One street, on the far side of town, is named for Stepan Khalturin, a member of the revolutionary movement People’s Will with no connection to Staraya Russa, who succeeded in detonating a bomb under the Tsar’s dining room in the Winter Palace in February 1880, killing guards and servants, and leading to panic in society and a declaration of martial law. Terrorists could be anywhere. The terrorist destruction that lacerated Russia in the last years of Dostoevsky’s life convinced him that the apocalyptic vision of Demons had been justified; none of its characters had been in the least ‘fantastic’. Revolutionaries were now openly committed to murder. Dostoevsky found their motivations and moral vacillations fascinating, noting the testimony of Vera Zasulich (translator of Marx’s Communist Manifesto) at her trial for the attempted assassination of the governor of St Petersburg: ‘It is terrible to raise one’s hand against a fellow man, but I decided that this is what I had to do.’ He continued to have close friends among materialists and progressives, even among old friends of Karl Marx, like the ‘fine, intelligent woman’ Anna Jaclard, who spent the summer season in Staraya Russa.

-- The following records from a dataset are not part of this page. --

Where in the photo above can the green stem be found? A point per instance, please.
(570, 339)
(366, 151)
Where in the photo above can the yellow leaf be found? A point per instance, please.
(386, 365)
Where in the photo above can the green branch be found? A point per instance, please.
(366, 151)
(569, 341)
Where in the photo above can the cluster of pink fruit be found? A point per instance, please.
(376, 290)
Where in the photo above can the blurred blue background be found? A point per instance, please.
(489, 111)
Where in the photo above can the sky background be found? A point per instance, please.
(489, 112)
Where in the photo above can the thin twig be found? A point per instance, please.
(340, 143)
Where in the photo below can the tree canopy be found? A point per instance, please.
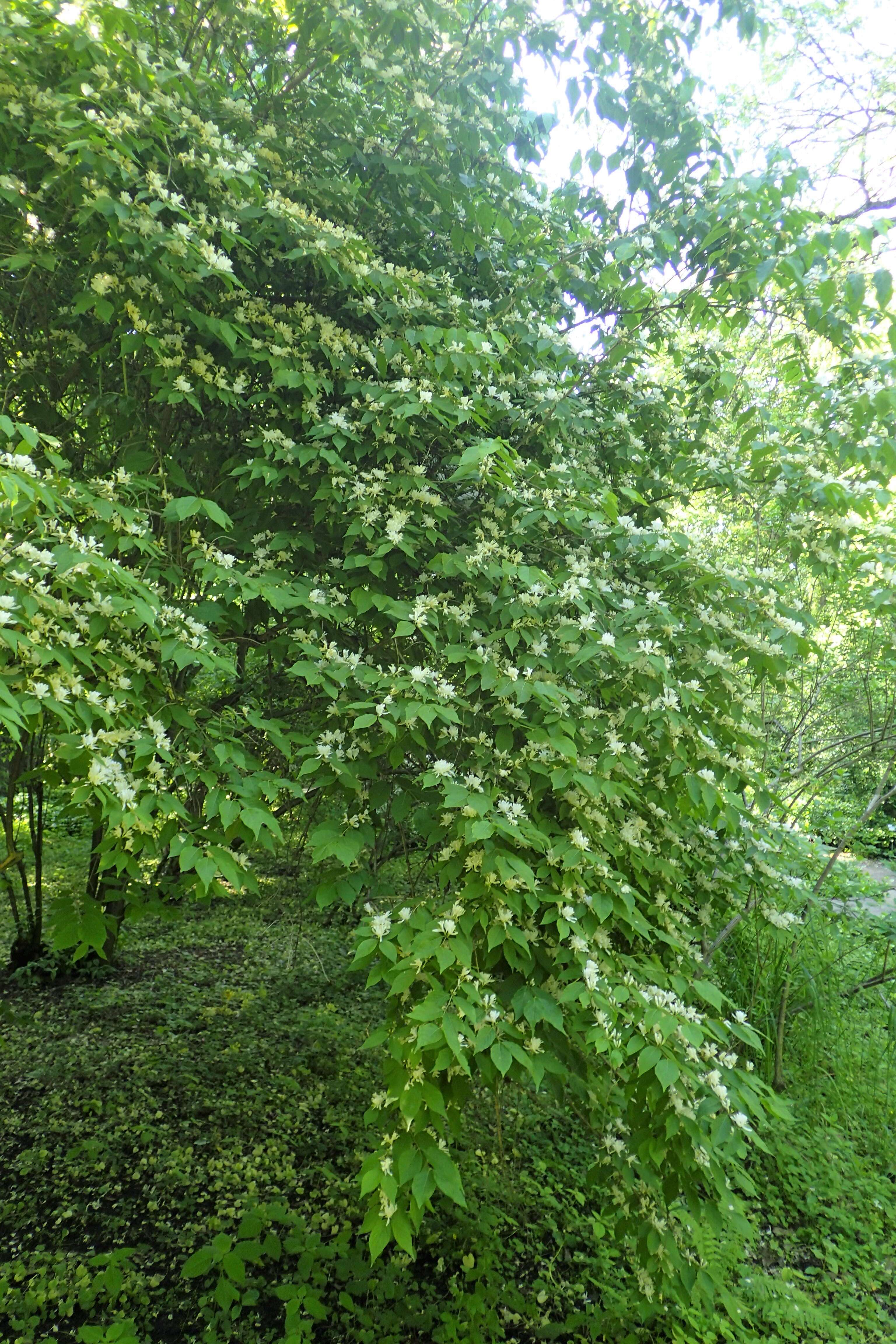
(314, 512)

Footprints enticed us on to the frozen river. We took the steps down through the bare lime trees and walked towards Dostoevsky’s house on the ice, a watery sky above us, our mood lightened almost to a dream-state by hunger. On the headland, where the Porusya met the Polist, the reaching spire of the cathedral was silhouetted against the darkening sky. Beyond the cathedral, the embankment is named after Dostoevsky. We kept to the river. A group of children had made a sled run where the embankment was steepest. They moved among the trees, calling, laughing. To the east, through a tumbledown fence, over low metal garages and wooden sheds that leaned at odd angles, we could make out St George’s Church, where Dostoevsky worshipped, and where the Mother of God of Staraya Russa, now beloved of the FSB, hung until its disappearance in June 1941. Its single blue dome looked black on its round white tower. We climbed back up the slope and walked along the road past rusting Zhigulis.